Bürger und Landwirte aus dem Schwäbischen Donautal schließen erfolgreich Ausbildung zum Muschelbetreuer ab

Naturschutz in der Praxis. Am Weiherbach, Lkr. Bad Tölz konnten vers. Muschelarten entdeckt und bestimmt werden
Vom 31. März bis zum 02. April fand in Freising-Weihenstephan erstmalig eine Ausbildung für lokale Muschelbetreuer statt. Mit dabei auch Teilnehmer aus dem den Landkreisen Dillingen a.d.Donau und Donau-Ries begleitet von Susanne Kling vom Team Natur & Landschaft bei Donautal-Aktiv. Geladen hatte die Bayerische Akademie für Naturschutz und Landschaftspflege (ANL) in Zusammenarbeit mit der Muschelkoordinationsstelle Bayern. Ziel des dreitägigen Kurses war es, engagierte Bürger zum Thema Muschelschutz fortzubilden.
Auf dem vielseitigen Programm standen dazu Bestimmungsübungen, rechtliche Aspekte sowie die Planung Schutz- und Managementmaßnahmen anhand von Praxisbeispielen. Abgerundet wurde die Ausbildung durch ein Kommunikationstraining sowie eine Exkursion zu Muschelgewässern in Oberbayern.
Die Initiative, Betreuer vor Ort zum Schutz der vom Aussterben bedrohten Bachmuschel zu suchen, kam von Donautal-Aktiv e.V. Team Natur & Landschaft. Im Rahmen des Biodiversitätsprojektes „Wieder Schwabens Beste Bachmuscheln“ soll gemeinsam mit den Kommunen und Behörden für den Schutz der Bachmuschel gearbeitet werden. Der Aufbau eines wirksamen Betreuungssystems am Nebel-, Kloster- und Brunnenbach sowie an der Kessel ist dabei im Projekt ein wichtiger Baustein. Dazu bot der Kurs eine optimale fachliche Ergänzung.

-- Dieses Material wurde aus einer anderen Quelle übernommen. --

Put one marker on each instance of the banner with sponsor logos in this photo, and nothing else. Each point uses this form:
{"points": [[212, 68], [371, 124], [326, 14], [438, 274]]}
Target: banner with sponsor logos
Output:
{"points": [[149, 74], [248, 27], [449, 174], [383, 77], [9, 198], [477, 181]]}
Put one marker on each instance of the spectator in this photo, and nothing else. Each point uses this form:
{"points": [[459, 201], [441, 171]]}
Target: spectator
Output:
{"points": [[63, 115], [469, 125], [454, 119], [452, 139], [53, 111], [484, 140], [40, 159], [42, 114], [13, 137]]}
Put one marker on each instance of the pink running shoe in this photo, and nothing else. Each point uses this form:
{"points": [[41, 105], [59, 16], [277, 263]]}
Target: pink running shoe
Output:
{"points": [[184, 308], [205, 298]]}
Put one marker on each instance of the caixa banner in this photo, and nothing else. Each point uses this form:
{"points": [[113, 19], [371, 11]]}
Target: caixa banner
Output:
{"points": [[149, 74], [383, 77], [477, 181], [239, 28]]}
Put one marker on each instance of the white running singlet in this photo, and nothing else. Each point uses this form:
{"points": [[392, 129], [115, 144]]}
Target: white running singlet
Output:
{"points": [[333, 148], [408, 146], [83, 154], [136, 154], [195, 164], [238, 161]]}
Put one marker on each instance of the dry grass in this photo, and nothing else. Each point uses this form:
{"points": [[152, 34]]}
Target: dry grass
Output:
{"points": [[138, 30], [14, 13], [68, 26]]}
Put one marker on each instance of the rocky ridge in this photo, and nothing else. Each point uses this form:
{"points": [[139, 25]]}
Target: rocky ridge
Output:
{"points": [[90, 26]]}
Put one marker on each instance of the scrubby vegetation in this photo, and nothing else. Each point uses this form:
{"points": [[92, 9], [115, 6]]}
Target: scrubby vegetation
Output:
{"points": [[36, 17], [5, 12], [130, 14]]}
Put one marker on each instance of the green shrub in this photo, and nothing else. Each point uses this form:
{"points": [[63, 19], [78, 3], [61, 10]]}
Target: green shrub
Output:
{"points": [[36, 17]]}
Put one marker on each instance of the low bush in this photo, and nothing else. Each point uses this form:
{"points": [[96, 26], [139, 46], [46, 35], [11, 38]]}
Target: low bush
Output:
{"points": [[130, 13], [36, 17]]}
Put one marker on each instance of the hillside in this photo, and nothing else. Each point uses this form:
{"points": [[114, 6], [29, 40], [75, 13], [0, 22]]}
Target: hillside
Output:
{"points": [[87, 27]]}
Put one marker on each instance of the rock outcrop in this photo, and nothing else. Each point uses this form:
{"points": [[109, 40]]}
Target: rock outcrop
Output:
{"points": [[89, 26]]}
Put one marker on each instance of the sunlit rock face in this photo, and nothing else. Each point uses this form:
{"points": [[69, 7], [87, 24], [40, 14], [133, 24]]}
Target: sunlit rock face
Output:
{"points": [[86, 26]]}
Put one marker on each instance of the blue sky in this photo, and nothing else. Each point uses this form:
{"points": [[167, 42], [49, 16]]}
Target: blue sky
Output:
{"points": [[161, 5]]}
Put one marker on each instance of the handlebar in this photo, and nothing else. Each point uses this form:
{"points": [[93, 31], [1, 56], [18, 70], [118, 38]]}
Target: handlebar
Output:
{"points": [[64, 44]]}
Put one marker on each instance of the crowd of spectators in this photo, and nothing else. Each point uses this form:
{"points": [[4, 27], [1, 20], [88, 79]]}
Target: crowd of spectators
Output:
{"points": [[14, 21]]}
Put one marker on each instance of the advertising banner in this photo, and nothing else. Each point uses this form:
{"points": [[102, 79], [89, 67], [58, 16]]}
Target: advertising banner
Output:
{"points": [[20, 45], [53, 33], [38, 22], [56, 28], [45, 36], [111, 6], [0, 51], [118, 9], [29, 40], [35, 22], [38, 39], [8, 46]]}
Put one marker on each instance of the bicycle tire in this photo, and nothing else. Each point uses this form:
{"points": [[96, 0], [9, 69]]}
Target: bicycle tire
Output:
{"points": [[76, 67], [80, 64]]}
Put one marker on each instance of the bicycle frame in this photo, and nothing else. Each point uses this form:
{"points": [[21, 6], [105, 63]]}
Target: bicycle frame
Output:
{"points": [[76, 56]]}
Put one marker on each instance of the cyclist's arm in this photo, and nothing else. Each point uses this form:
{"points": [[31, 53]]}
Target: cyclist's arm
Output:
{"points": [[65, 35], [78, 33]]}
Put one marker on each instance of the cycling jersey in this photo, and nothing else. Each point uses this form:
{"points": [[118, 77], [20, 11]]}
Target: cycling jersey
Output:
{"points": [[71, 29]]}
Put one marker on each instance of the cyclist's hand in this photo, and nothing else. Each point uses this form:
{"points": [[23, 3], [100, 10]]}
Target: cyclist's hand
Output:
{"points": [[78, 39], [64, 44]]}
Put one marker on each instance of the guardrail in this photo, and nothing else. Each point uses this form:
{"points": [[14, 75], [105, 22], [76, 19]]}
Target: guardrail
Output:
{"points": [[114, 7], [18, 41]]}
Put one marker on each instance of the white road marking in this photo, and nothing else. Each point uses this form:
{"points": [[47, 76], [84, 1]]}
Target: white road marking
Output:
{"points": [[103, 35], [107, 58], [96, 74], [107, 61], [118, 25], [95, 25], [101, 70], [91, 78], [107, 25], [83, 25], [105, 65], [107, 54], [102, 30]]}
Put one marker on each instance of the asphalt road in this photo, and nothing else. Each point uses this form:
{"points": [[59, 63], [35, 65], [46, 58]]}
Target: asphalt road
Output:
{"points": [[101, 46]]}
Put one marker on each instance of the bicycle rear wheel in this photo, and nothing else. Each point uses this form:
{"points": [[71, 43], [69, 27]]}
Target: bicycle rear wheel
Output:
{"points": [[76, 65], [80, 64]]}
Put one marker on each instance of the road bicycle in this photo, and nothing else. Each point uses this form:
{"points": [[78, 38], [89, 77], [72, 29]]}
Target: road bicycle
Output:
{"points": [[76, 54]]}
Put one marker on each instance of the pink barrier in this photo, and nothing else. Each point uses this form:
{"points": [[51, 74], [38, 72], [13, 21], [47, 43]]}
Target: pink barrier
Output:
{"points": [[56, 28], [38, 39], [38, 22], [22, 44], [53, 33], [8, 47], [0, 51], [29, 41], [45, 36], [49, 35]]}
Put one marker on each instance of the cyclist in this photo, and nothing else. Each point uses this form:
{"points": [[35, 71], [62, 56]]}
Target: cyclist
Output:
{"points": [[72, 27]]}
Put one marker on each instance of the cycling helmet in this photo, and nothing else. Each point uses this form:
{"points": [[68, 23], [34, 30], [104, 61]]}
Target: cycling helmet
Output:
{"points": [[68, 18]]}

Unter den insgesamt ca. 25 Teilnehmern hatten sich sechs Personen aus dem Schwäbischen Donautal für den Kurs angemeldet. Darunter Landwirte, Jäger und Privatpersonen aus Finningen, Lutzingen, Dillingen und Tapfheim.

Susanne Kling, Projektleiterin von Donautal-Aktiv, freut sich über das rege Interesse und Engagement aus der Region.
„Nur gemeinsam mit den Menschen vor Ort kann der Bachmuschel in unseren Gewässern langfristig geholfen werden. Beim Muschelschutz geht es oft um Stunden, deshalb ist die Arbeit vor Ort so wichtig“.

Bis das Betreuungssystem endgültig steht, wird mit der Bisambejagung an den Gewässern begonnen, erklärt Kling. Nur an den muschelführenden Abschnitten wird gezielt dem aus Nordamerika stammenden Nager nachgestellt, betont die Projektleiterin. Der Bisam, so bewerten aktuelle Untersuchungen, stellt neben der Gewässerverschlammung die größte Gefahr für die Bachmuscheln in unserer Region dar.
Neben den fachlichen Inhalten des Kurses kam aber auch der Spass unter den Mitstreitern nicht zu kurz.
„Ich freue mich auf eine gute Zusammenarbeit!“ dankt Kling deshalb den Teilnehmern ausdrücklich zum Abschluss der informativen und erlebnisreichen Tage in Weihenstephan.